There are days in which you seem to go crazy, you feel like a lion in your cage because you can't fight against the wind, against the choices of others and even if you think you have done everything to make him understand how important it is for you, you understand that if he also thought of you as you would like, in reality the responsibilities and family duties of both impose certain choices. Then when he's taken by the despair and tiredness of waiting for you to decide to turn the page, he always reappears as beautiful as the first day of thirteen years ago. He always does so, he is absent for months, sometimes even for a couple of years, leaving you there on the edge of a cliff in which you are about to sink, but thanks to your rationality you cling and save yourself and it is at that precise moment, when you say "yes I'm too good I do it alone even without him", here he returns!
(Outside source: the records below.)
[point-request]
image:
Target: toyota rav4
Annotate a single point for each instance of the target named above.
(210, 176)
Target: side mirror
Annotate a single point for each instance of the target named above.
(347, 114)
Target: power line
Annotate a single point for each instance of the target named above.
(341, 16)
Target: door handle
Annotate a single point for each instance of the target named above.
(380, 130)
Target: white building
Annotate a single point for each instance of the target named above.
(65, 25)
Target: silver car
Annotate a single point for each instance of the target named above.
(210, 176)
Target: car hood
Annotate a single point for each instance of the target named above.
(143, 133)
And why returns? It always comes back every time and every time and as if we had never been lost, every time I vibrate like the first day, every time I am intoxicated by its presence, every time I desire it more and more and every time I realize that all this will not lead to anything. So why is it coming back? So why do I continue to expect it? The most intimate part of me does not answer... or does not want to answer because I know what the truth is, but she wants to continue to bask in the idea that he loves it but cannot choose it. What will the truth be? Certainly it is that my inner part always wins, always wins him who always finds me, wins this emotion that never stops feeding himself, wins the time that does not make me forget, wins you who find him at his awakening, win my duties and my responsibilities. But shouldn't it be my perfect half? It's just my longest dream.